Il documento, che offre la visione prospettiva sui prossimi cinque anni, ha come obiettivo di facilitare anche in questo settore la convergenza delle procedure regolatorie classiche con l’innovazione digitale basata sull’utilizzo dei dati. 

Tra gli obiettivi principali vi è l’identificazione dei casi rilevanti di utilizzo dei big data in campo veterinario, le principali fonti di dati sia già esistenti che addizionali, le infrastrutture critiche necessarie alla corretta gestione dei flussi informativi e i metodi necessari ad abilitare l’innovazione anche nel campo dello sviluppo di nuovi farmaci veterinari. Le principali aree toccate dalla strategia sui big data includono la farmacovigilanza, la lotta all’antimicrobico-resistenza, la valutazione del rischio ambientale, il deposito delle domande regolatorie, l’innovazione nel campo dello sviluppo dei farmaci veterinari e la dimostrazione della loro efficacia. 

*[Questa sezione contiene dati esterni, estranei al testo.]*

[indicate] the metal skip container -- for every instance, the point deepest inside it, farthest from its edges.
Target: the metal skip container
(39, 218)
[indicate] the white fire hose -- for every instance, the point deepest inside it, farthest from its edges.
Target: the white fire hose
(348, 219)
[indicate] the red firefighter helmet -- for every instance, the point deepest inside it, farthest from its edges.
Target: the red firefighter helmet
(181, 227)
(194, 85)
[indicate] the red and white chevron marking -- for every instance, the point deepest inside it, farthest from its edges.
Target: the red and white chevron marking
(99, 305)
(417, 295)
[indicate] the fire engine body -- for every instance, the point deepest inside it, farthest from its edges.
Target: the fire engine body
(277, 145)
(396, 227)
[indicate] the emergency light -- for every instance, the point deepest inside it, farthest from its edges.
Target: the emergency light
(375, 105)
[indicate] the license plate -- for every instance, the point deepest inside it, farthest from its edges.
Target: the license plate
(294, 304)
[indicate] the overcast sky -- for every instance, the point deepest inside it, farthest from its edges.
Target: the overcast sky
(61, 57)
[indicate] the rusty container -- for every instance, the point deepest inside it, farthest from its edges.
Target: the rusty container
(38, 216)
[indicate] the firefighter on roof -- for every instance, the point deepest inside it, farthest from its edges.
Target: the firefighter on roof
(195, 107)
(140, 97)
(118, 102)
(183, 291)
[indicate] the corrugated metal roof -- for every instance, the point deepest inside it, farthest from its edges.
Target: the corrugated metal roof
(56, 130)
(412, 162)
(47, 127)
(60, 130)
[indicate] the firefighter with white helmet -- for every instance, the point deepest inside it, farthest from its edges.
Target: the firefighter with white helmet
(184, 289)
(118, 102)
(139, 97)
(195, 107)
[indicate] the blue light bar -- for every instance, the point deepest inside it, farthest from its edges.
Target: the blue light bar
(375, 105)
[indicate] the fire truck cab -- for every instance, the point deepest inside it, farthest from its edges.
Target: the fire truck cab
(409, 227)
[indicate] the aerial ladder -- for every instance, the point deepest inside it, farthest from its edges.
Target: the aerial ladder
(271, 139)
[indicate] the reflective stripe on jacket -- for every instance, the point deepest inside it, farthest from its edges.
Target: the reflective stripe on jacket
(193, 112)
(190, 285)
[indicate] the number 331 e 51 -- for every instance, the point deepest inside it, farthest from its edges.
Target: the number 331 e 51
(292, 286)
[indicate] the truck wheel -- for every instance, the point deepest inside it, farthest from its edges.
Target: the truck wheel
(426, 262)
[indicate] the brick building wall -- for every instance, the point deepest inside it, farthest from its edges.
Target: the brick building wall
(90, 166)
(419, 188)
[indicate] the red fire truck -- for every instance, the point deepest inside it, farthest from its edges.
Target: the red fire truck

L’attivazione del nuovo regolamento europeo, in particolare, è stata affiancata dall’entrata nella fase operativa della nuova infrastruttura IT di gestione centralizzata a livello europeo dei dati relativi ai medicinali destinati a curare le patologie degli animali. La nuova strategia definisce le fasi per giungere alla piena implementazione dell’uso di tali dati per l’esecuzione delle attività regolatorie chiave, a beneficio della consistenza e della trasparenza delle procedure all’interno dell’intero network regolatorio europeo. 

La prima fase, prevista di qui al 2023, vedrà il rafforzamento della raccolta dei dati e l’identificazione delle possibili fonti addizionali, a supporto delle fasi successive. Il biennio 2023-2025 dovrebbe vedere l’integrazione di tali dati chiave all’interno di procedure regolatorie target, con attivazione delle soluzioni analitiche, mentre il periodo 2024-2027 dovrebbe permettere di interconnettere i dati per potenziare la condivisione e la disseminazione delle informazioni e per espandere le capacità analitiche. La strategia in campo veterinario prevede anche che quest’ultima fase sia allineata con quanto previsto dalla strategia sui big data per i medicinali a uso umano.

Il progetto prevede anche una serie di incontri per il confronto tra i diversi attori coinvolti nel processo d’implementazione, tra cui autorità regolatorie, industria, provider IT, università e consumatori. Il primo incontro si è tenuto a giugno 2021, un momento di follow-up è previsto per il 23 novembre di quest’anno.